In 1986, we recorded a 45 rpm vinyl album with 2 Esperanto songs for our Beijing appearance. My mind was blown. Three thousand people speaking the same language for a whole week. Wow.
That trip to China, combined with our performances at the World Expo ’86 happening in Vancouver that summer, where we performed ‘Give Peace a Chance’ with the late Danny Kaye, the Russian Children’s’ Choir and the Peking Pops Orchestra, was an exhilarating summer of celebrating universality. It had tapped into my every love-of-language fiber, my profound curiosity to learn more about the many cultures of our planet and my intense desire to communicate with people unlike myself.

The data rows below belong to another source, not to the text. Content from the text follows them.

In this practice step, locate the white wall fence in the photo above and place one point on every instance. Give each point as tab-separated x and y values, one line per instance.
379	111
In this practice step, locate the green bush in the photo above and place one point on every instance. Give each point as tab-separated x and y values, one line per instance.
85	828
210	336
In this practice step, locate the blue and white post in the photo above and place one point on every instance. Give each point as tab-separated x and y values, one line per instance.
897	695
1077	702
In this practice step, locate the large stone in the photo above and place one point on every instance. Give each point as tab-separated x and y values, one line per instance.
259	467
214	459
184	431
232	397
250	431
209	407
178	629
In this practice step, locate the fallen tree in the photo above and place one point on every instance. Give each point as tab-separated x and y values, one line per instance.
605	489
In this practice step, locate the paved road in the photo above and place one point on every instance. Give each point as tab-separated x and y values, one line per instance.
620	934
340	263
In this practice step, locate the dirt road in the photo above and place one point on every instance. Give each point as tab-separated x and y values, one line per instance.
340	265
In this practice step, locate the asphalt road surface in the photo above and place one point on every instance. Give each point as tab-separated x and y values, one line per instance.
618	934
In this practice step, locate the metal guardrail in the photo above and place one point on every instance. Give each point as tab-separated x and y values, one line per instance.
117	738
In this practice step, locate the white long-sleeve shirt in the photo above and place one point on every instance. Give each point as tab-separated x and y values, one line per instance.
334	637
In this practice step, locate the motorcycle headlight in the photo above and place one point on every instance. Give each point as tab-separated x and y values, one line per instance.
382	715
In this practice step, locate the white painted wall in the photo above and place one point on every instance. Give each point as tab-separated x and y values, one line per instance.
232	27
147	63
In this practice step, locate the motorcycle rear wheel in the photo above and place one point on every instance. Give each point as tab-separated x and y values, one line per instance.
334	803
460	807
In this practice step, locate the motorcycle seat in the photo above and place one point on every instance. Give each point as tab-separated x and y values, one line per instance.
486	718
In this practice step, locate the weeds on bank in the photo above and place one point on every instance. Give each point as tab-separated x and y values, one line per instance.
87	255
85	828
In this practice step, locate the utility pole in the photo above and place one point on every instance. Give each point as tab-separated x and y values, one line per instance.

The next year, Wally orchestrated our appearance in Warsaw, Poland for the 100th anniversary of the language. What an honour. The trip to Poland was extended into a tour of neighbouring countries of Bulgaria and the former Yugoslavia. Throughout those months, we performed in Esperanto, but also in French, English, Spanish, German. The welcomes were genuine and the feeling of unity was inspiring.
Imaging trekking into the Bulgarian hills, to eat dinner at 11 o’clock at night with a couple of local farmers who had a cabinet full of green liquor, a table full of food, and a visiting friend who played the bagpipes. After a few rounds of the suspect green liquor, my violinist Tom Neville pulled out his violin (and his bravado) and tuned up with the sheep-gut instrument to play Somewhere over the Rainbow. Music also proved to be a universal language that night.
Some background on the language
Esperanto was created by Polish ophthalmologist Dr. L. Zamenhof in 1887. The word Esperanto translates into English as “one who hopes“. While Esperanto has no official affiliation to any language family, is it generally based on Indo-European languages. It does not have official language recognition from any country but it is spoken widely in over a hundred countries in South America, East Asia and Eastern and Central Europe. While Esperanto is ‘homeless’, it is spoken by a few million who simply wish to communicate with others in an auxiliary language. Esperanto was never meant to replace one’s maternal language. For more than a hundred years, it has proven to be a movement that strives toward an ideal: an ideal of mutual understanding and cooperation among people.
The Universal Esperanto Association was founded in 1908 as an organization of individual Esperantists. Currently UEA is the largest international organization for Esperanto speakers and has members in 120 countries.
UEA works not only to promote Esperanto, but to stimulate discussion of the world language problem and to call attention to the necessity of equality among languages.
Its statute lists the following four goals:
- to promote the use of the international language Esperanto
- to act for the solution of the language problem in international relations and to facilitate international communication
- to encourage all types of spiritual and material relations among people, irrespective of differences of nationality, race, sex, religion, politics, or language
- to nurture among its members a strong sense of solidarity, and to develop in them understanding and respect for other peoples.
Se vi povas kompreni ĉi tiun frazon, vi povas lerni Esperanton tre rapide!